Erschienen in Ausgabe: No 53 (7/2010) | Letzte Änderung: 01.07.10 |
von Guido Horst
Es immer
gut, auf die Heiligen zu blicken. In ihnen wird sichtbar, wie Gott das Drama
des Menschen zum Guten hin formt. Besonders hilfreich ist dieser Blick aber
dann, wenn die säkulare Welt die Kirche zu „knacken“ versucht. Genauer gesagt
die säkularen Medien, die sich als „kirchenkritisch“ empfinden – und das sind
in Deutschland wie in der gesamten westlichen Welt ja nicht wenige. Den Begriff
vom „knacken“ hat übrigens Klaus Berger eingeführt, als er schon vor Jahren
analysierte, wie die „kritischen“ Medien mit dem Ulmer Kirchentag von 2004
umgegangen sind. Schon vergessen? Macht nichts. Das Ganze hat sich jetzt beim
Ökumenischen Kirchentag in München wiederholt, vorher aber schon bei dem
Medienwirbel um die Haltung von Papst und Vatikan zu den Vergehen pädophiler
Priester.
Klaus Berger hatte damals – nach Ulm – Vertreter verschiedener
Printmedien zu ihrer Berichterstattung über die katholische Kirche befragt. Die
Antwort: Berichtet werde nur über Skandale, Abweichler und Negativtrends. Das
Publikum erwarte das so – und zwar aus vier Gründen:
Erstens sei die Kirche eine machtvolle Institution. Diese Macht
sei aus Prinzip schon mal zu „knacken“, man gehe jedem Haarriss nach, aus dem
beim nächsten Frost ein Absprengsel werde. Denn Macht brauche eine kritische
Begleitung. Zweiten müsse die Kirche kritisiert werden, weil sie viele Fragen
hoch halte, die nicht mehr in die heutige Zeit passten: Nein zur Abtreibung,
Keuschheit, die Stellung zur Homosexualität und so weiter. Vor allem sei das Thema Sex sei da sehr wichtig.

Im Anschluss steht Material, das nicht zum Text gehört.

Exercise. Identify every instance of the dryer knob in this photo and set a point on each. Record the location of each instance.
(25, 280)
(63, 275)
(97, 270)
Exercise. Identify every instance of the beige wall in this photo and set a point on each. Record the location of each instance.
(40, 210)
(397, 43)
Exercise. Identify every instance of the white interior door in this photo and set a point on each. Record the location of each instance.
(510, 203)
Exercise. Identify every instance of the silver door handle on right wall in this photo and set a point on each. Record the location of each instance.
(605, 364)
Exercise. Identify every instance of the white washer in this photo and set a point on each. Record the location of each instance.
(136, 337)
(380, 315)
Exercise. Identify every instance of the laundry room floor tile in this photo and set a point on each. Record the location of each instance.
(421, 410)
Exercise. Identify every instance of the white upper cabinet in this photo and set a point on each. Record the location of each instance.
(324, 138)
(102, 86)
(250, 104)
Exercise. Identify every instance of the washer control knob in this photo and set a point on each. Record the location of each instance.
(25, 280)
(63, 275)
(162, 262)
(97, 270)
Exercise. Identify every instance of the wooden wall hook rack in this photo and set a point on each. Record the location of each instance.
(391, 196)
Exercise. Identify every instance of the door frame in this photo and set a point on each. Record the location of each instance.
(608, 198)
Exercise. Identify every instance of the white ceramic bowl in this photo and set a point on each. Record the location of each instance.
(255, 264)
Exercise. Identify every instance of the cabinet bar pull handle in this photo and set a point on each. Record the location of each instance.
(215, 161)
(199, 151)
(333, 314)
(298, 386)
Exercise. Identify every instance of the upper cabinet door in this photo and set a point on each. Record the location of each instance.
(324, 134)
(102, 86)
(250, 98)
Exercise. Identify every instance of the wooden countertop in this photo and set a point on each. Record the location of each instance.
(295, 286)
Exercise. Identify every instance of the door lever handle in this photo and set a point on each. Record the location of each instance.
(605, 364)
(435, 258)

Zum Dritten mute die Kirche den Menschen Dinge zu, die
vorwissenschaftlich und voraufklärerisch seien, wie etwa Wunder. Und viertens
sei die Kirche vordemokratisch. Allein deswegen schon müsse sie bekämpft
werden.
Der Exeget Berger befragte die „kritischen“ Journalisten auch
nach der Methode ihres Kirchenkampfs. Die Antwort: Hier gelte das Prinzip
„Teile und herrsche“. Man müsse die Kirche nicht von außen angreifen, man müsse
sich nur auf die konzentrieren, die dies von Innen besorgten: Die Rebellen,
Abweichler und Ketzer. Zu den kirchenzerstörenden Elementen, die die Kirche
selbst produziere, gehöre natürlich besonders die moderne Bibelexegese, erfuhr
der Exeget Berger: Es genüge, so die Printmedienvertreter, zu jedem Hochfest
eine Handvoll Bibelforscher zu zitieren. In jedem Fall sei die
Rebellenverehrung die beste Methode, um die Kirche von außen, aber doch mit
ihren eigenen Leuten in den Grund zu bohren. Jetzt weiß Hans Küng, warum er so
viele Interviews geben darf.
Die beständig wiederholte Kirchenkritik der Medien, so Klaus
Berger vor sechs Jahren, gehe dann allmählich auf das Kirchenvolk über. Eine
Erfahrung übrigens, die sich jetzt auch für uns in Rom wieder bestätigt: Gute
Katholiken, romtreu gestimmt, die regelmäßig etwa die „Süddeutsche Zeitung“
lesen, kamen in den vergangenen Wochen zu uns ins Büro und brachten – halb
verlegen – merkwürdige Fragen vor. Etwa: Warum schweigt der Papst? Wieso ist
der Papst so isoliert? So geht es, wenn man wie per Osmose und fast unbewusst
das übernimmt, was der so genannte „kritische“ Journalismus nach der von Klaus
Berger beschriebenen Strategie über Kirche streut.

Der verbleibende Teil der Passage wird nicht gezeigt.